# ZFS: How To Calulate for Tuning?



## dave (Dec 8, 2009)

I have looked at the tuning guide, and I am still pretty confused.  I guess you have to know a lot about FreeBSD internals to be able to know how much kmem, arc, etc to configure?  I am pretty good with FreeBSD, but this is totally confusing to me.

For instance, consider the following:  "The following script will summarize kernel memory utilization and assist in tuning arc_max and VDEV cache size."  I run the script, but what is it supposed to be telling me about how to configure /boot/loader.conf?

I have 2GB of RAM

uname -a

```
[dave@tank ~]$ uname -a
FreeBSD tank.xxx.xxx 8.0-RELEASE FreeBSD 8.0-RELEASE #1: Fri Nov 27 13:26:50 PST 2009     root@tank.xxx.xxx:/usr/obj/usr/src/sys/TANKZFS  i386
```

memory monitor script ouput

```
[dave@tank ~]$ zmem.sh 
TEXT=13189088, 12.5781 MB
DATA=47984640, 45.7617 MB
TOTAL=61173728, 58.3398 MB
```

cpu:

```
AMD Athlon(tm) XP 2800+ (2083.11-MHz 686-class CPU)
```

kernel conf:

```
#
# TANKZFS -- Kernel conf file for Tank with ZFS Tuning by DT on 20091113
#
include		GENERIC
ident		TANKZFS

options		KVA_PAGES=512
```

/boot/loader.conf

```
vm.kmem_size="1024M"
vm.kmem_size_max="1024M"
vfs.zfs.arc_max="320M"
vfs.zfs.vdev.cache.size="5M"
vfs.zfs.prefetch_disable=1
```

I have 3 750GB drives configured in a ZRAID.

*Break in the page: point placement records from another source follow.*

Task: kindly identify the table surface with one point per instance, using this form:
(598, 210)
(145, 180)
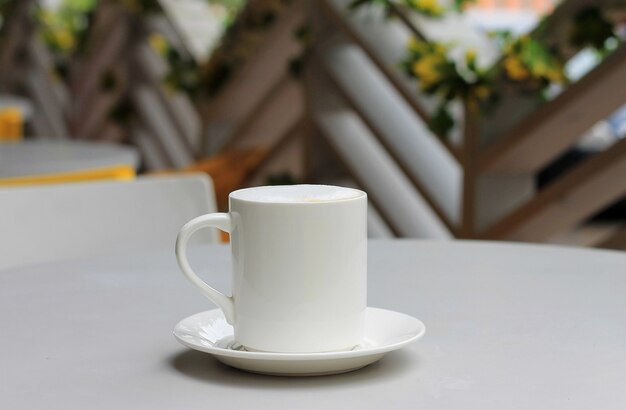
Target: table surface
(508, 327)
(36, 157)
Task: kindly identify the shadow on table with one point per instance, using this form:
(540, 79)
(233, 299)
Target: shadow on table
(202, 366)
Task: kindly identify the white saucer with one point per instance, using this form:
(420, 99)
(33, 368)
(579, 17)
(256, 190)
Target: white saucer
(385, 331)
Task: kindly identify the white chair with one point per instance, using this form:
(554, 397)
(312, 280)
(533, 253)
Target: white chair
(66, 221)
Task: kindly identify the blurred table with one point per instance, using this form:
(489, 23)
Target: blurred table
(508, 327)
(41, 157)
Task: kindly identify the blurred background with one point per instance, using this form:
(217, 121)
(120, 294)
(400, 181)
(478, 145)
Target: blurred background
(485, 119)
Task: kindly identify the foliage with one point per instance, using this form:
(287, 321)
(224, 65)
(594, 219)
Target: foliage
(591, 28)
(438, 74)
(63, 30)
(527, 60)
(431, 8)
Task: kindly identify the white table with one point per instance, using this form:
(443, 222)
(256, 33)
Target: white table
(38, 157)
(508, 327)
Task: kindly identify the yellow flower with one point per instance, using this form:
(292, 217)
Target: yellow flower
(515, 69)
(429, 6)
(158, 43)
(417, 45)
(470, 57)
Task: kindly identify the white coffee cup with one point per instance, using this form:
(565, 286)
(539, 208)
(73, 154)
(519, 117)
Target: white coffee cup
(299, 266)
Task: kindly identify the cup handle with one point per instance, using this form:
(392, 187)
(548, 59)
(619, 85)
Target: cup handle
(221, 221)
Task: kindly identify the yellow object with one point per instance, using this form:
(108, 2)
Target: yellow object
(11, 124)
(118, 172)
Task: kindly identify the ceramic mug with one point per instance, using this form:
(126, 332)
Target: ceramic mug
(299, 266)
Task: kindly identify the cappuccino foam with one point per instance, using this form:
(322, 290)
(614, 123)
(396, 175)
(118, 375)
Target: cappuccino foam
(297, 194)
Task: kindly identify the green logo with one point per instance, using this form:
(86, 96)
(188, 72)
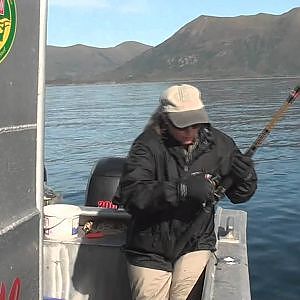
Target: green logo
(8, 25)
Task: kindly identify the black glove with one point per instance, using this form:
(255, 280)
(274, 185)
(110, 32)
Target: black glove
(242, 166)
(198, 189)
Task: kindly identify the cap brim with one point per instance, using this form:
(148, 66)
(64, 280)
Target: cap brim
(188, 118)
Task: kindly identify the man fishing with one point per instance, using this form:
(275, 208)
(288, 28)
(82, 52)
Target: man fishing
(167, 187)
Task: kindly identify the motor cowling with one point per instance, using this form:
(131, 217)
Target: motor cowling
(104, 181)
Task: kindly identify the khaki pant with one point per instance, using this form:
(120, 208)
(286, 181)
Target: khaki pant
(152, 284)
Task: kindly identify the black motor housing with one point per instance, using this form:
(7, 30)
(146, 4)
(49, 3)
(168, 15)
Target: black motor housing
(104, 180)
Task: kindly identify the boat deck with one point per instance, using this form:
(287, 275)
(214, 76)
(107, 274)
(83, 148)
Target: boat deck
(96, 268)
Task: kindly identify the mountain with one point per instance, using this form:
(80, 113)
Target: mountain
(80, 63)
(212, 47)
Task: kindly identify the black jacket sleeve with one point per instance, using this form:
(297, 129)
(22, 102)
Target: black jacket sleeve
(139, 191)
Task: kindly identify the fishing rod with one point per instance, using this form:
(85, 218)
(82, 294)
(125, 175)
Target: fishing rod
(222, 184)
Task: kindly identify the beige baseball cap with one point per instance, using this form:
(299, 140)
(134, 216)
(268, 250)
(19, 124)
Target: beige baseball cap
(184, 105)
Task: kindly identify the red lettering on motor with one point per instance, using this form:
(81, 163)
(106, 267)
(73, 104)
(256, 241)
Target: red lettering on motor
(107, 204)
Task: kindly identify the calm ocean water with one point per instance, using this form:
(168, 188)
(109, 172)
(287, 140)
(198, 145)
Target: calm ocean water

I have tried many different combinations in the /boot/loader.conf file.

Whenever my system does anything on more than few files on my zfs, the system just reboots.  For instance, the daily cron check setiud causes the machine to reboot.  So, this is not stable at all.

Am I missing something?  Is this machine not good enough for ZFS?  Is there a way to calculate how to configure /boot/loader.conf?


----------



## graudeejs (Dec 8, 2009)

I'd say remove *vfs.zfs.vdev.cache.size="5M"* and *vfs.zfs.prefetch_disable=1*
and set *vfs.zfs.arc_max="512M"*

prefetch is disabled by default on i386

here's my settings for 2.5G ram

```
vm.kmem_size="1100M"
vm.kmem_size_max="1100M"
vfs.zfs.arc_max="600M"
```


Note that you may need to create custom kernel.
In my custom kernel I have

```
options     KVA_PAGES=384
```
you may need to adjust this number... with many reboots and panics...
I would like to set it higher, but I can't..... because reboots...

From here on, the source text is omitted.